I'm thinking about getting rid of cable TV and am looking for suggestions on how to set up a new media center. In particular, I'd like to be able to:<p>* record HD content OTA
* have complete DVR functionality, including program guide
* have a nice, integrated GUI for finding, downloading, and managing content 
* have a good remote<p>Can anyone suggest best-in-class hardware, software, and services (including antenna and anything else I might find useful)?  I'm not tied to Mac, Windows, or any other particular vendor - simply looking to create a compelling, cost-effective experience.
======
weaksauce
One thing that I love to do is watch the streaming netflix stuff. Get a roku
device and go to town with a $8/mo netflix account. The roku has a great
interface and tons of outputs.(hdmi, composite, component, svideo, etc...)
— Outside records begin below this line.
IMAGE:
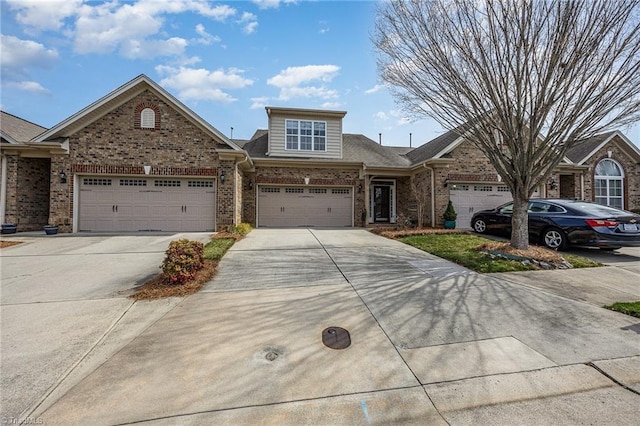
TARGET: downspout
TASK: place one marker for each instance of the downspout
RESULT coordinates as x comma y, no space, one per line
237,190
3,189
433,198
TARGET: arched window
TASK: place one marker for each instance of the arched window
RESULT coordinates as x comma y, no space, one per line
148,118
609,184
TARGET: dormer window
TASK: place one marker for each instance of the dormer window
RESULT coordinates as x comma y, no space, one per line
306,135
148,118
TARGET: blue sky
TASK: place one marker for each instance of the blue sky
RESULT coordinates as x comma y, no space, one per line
225,60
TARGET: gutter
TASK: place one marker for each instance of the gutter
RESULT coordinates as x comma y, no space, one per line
433,198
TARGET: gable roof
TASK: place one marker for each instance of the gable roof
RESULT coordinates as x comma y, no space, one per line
16,130
436,147
355,149
584,150
118,97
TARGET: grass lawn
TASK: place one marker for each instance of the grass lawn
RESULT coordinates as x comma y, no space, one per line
630,308
463,250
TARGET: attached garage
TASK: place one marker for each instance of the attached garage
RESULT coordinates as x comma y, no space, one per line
131,204
285,206
470,198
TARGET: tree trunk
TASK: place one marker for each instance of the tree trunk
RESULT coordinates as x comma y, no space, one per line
520,222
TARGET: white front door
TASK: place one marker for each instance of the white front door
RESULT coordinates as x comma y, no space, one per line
130,204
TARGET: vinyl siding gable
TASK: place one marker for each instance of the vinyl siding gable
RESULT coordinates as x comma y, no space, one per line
277,137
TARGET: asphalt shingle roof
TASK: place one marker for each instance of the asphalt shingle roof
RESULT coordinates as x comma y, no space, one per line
19,129
581,149
434,146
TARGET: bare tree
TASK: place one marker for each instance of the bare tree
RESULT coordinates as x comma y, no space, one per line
527,79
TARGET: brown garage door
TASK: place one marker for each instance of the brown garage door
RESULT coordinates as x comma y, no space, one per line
304,206
121,204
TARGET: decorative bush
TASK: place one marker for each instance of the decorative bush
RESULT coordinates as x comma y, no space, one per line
183,259
450,212
243,228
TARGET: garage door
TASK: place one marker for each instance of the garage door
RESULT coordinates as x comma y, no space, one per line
116,204
304,206
470,198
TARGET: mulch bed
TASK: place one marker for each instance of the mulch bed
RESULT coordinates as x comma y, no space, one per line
159,287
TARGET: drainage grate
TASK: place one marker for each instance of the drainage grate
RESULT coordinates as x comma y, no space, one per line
336,338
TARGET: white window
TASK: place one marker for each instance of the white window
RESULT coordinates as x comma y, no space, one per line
306,135
609,184
148,118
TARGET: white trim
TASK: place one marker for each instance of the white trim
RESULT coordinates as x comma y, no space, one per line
3,189
313,125
608,179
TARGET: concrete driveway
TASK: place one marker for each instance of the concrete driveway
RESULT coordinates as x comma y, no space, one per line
431,342
64,309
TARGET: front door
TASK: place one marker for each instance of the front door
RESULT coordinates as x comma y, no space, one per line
381,203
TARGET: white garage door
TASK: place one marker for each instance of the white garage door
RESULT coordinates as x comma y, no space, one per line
470,198
122,204
304,206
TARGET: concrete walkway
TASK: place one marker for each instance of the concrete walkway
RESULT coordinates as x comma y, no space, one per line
431,343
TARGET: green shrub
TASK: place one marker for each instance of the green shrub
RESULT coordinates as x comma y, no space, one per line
450,212
243,229
183,259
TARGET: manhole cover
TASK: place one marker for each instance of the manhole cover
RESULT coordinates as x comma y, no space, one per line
336,338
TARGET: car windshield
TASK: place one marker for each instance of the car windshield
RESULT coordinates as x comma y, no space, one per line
597,209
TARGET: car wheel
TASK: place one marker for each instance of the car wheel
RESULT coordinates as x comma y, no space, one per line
480,226
554,239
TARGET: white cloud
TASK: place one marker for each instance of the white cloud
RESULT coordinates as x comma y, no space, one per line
19,57
259,102
18,54
130,28
331,105
205,37
374,89
202,84
250,22
294,76
272,4
44,15
29,86
295,82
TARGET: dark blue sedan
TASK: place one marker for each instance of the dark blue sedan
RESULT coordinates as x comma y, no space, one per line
557,223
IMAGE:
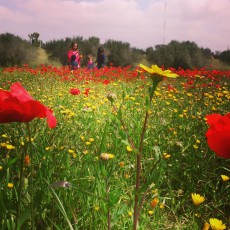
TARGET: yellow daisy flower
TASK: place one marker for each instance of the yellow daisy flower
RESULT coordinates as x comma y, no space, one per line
157,70
224,177
216,224
197,199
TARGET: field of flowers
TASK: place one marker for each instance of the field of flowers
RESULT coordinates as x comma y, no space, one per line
116,148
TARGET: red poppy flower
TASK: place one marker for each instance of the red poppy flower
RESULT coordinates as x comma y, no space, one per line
86,93
218,134
75,91
17,105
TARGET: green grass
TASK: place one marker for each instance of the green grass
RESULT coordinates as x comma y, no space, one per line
88,126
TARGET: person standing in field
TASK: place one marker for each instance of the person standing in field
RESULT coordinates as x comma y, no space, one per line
100,58
73,56
90,62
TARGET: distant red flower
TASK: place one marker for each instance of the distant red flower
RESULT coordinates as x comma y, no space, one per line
170,87
218,134
27,160
87,91
75,91
106,82
17,105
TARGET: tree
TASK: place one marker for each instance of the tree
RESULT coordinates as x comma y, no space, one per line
34,39
15,51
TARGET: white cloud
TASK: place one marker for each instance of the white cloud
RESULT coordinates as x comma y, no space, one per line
138,22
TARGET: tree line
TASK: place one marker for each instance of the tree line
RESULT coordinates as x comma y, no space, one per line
187,55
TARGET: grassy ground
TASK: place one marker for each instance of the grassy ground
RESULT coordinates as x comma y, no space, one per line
175,163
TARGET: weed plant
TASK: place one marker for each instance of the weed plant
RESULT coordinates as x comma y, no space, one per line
81,174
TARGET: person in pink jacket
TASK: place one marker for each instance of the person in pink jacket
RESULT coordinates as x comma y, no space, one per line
73,56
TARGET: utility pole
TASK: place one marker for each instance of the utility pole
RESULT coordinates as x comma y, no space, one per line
164,23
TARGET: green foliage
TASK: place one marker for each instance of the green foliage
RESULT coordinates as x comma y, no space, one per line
186,55
15,51
89,126
225,56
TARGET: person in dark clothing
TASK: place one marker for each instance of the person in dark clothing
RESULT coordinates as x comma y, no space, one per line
100,58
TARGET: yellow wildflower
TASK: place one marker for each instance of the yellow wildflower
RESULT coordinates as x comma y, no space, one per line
224,177
197,199
216,224
206,226
157,70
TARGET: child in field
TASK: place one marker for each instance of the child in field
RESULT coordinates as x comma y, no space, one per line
74,56
90,62
100,58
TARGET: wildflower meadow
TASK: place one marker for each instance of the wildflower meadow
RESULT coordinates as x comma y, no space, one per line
115,148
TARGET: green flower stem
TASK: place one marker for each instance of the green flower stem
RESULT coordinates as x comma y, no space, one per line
32,181
137,208
20,187
107,197
125,129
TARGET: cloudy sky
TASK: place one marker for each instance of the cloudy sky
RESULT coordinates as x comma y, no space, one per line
141,23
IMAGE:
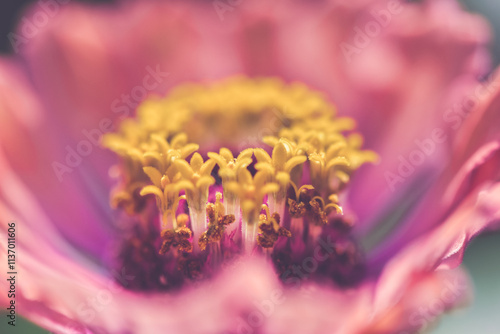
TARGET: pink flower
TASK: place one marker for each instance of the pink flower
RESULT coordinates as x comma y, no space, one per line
413,81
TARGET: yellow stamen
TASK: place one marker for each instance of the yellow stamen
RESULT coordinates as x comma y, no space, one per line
194,119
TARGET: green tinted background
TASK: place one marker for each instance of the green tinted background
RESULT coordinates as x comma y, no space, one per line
482,258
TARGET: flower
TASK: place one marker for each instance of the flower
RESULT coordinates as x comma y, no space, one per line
338,236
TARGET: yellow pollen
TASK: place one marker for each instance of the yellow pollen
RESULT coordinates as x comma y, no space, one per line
167,150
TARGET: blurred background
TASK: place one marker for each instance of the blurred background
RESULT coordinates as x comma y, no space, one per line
482,258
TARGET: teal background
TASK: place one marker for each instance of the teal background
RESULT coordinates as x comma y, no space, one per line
482,258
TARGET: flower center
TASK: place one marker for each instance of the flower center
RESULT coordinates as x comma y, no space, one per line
270,186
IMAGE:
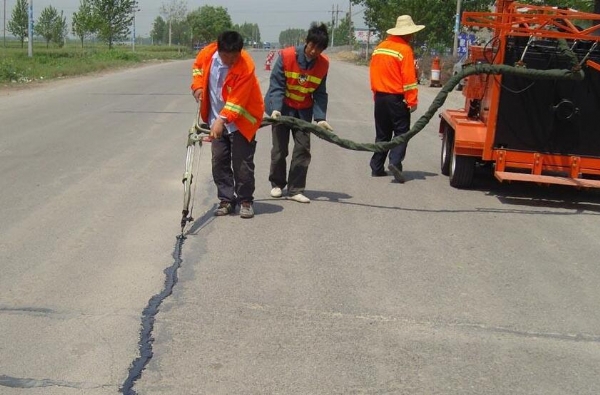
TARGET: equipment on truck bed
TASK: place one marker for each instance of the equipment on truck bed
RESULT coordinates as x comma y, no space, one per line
535,130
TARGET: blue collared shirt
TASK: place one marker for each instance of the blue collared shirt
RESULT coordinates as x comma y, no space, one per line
218,72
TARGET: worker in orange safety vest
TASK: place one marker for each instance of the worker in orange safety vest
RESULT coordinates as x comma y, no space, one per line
297,88
394,85
225,84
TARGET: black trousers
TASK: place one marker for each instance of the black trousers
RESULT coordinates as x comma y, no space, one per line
392,118
301,156
233,167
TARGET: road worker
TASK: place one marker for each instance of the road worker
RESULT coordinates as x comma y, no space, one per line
297,89
394,86
225,84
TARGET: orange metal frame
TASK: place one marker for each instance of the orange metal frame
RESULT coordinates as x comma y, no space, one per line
476,137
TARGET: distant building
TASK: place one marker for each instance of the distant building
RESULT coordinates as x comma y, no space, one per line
362,36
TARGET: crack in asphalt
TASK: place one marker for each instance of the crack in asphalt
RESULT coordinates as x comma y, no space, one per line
16,382
148,318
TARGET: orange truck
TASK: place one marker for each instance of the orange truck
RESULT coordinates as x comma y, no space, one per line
545,131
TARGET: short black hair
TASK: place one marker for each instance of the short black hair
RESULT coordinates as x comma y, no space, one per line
317,34
230,41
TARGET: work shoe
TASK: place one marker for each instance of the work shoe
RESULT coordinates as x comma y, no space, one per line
276,192
397,173
380,173
246,210
224,208
300,198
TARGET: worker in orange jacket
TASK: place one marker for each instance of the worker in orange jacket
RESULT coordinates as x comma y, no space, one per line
394,85
225,85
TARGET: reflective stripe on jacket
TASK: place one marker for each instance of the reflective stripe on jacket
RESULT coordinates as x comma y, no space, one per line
244,105
392,69
300,84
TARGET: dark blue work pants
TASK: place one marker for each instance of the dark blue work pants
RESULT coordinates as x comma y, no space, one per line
392,118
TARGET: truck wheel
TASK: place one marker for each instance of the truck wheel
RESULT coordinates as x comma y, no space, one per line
447,144
462,170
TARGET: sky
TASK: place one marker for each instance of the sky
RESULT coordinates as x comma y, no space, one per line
272,16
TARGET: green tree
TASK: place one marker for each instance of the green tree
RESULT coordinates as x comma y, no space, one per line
17,24
292,37
174,12
84,21
207,22
180,32
45,26
114,19
250,32
343,34
159,31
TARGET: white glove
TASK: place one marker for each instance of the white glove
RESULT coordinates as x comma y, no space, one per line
325,125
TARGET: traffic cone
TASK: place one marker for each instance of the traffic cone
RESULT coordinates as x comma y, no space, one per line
436,71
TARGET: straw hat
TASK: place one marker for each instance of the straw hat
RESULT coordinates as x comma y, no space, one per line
404,26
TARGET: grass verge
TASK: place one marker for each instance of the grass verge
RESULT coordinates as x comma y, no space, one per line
17,68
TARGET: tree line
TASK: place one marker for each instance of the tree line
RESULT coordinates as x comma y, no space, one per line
110,21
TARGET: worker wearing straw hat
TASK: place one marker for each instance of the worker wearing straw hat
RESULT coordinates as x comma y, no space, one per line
394,86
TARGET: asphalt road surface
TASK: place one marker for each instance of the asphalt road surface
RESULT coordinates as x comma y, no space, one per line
374,287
This is not a complete solution because you do not generally get shows or
movies until some time has passed. But when they do have it on watch instantly
it is great.

MythTV has been going strong in the DVR category for a long while now but I
haven't used it since it was an infant so I cannot attest to it's current
level of maturity.

If you try MythTV check out this plugin for some help recording:
<http://www.templetons.com/brad/myth/tvwish.html>

You can also try out a liveCD of MythTV+Ubuntu:
<http://en.wikipedia.org/wiki/Mythbuntu>

------
a4agarwal
I second the recommendation to get a Mac Mini. Works so well to do everything
you would want on your entertainment system: • Use the apple remote, or the
Logitech Harmony remote • Optionally get a bluetooth kb/mouse or use VNC •
Everything in iTunes plays via front row • Rent/Buy HD TV/movies via iTunes •
Hulu/Pandora/Boxee all work perfectly • play dvds • One click rip DVDs to play
later • iChat AV on a giant screen • Plug a printer into it and it's shared
across your netowrk • Get an EyeTV tuner. They are known for the best PC DVR
interface out there. Record programs to watch later

I have this all working and i love it

------
paul9290
I use a Mac Mini connected to a large LCD TV and use a wireless hand held
mouse(gyration) as a remote. Works great to enjoy Internet TV sites (Hulu,
Fancast, CBsNews/video, etc..), as well it allows me to read the net from 10
feet away via Fire Gestures (firefox plug in).

At one time I used Windows Media Center when I had cable TV. That worked well
and recorded the shows I wanted; thankfully those same shows are now online to
stream.

Overall I prefer my current solution as it's cheaper and allows me to enjoy
the entire Internet on my TV.

------
spkthed
My favorite choice is probably MythTV + Boxee for a nicer front-end/social
media application. The Mac stuff is nice, but you're locked into a single
hardware piece. MythTV + Boxee let you add/modify your hardware as you see
fit, select the OS and all that.

------
cmars232
SABnzbd runs on just about anything, it's great.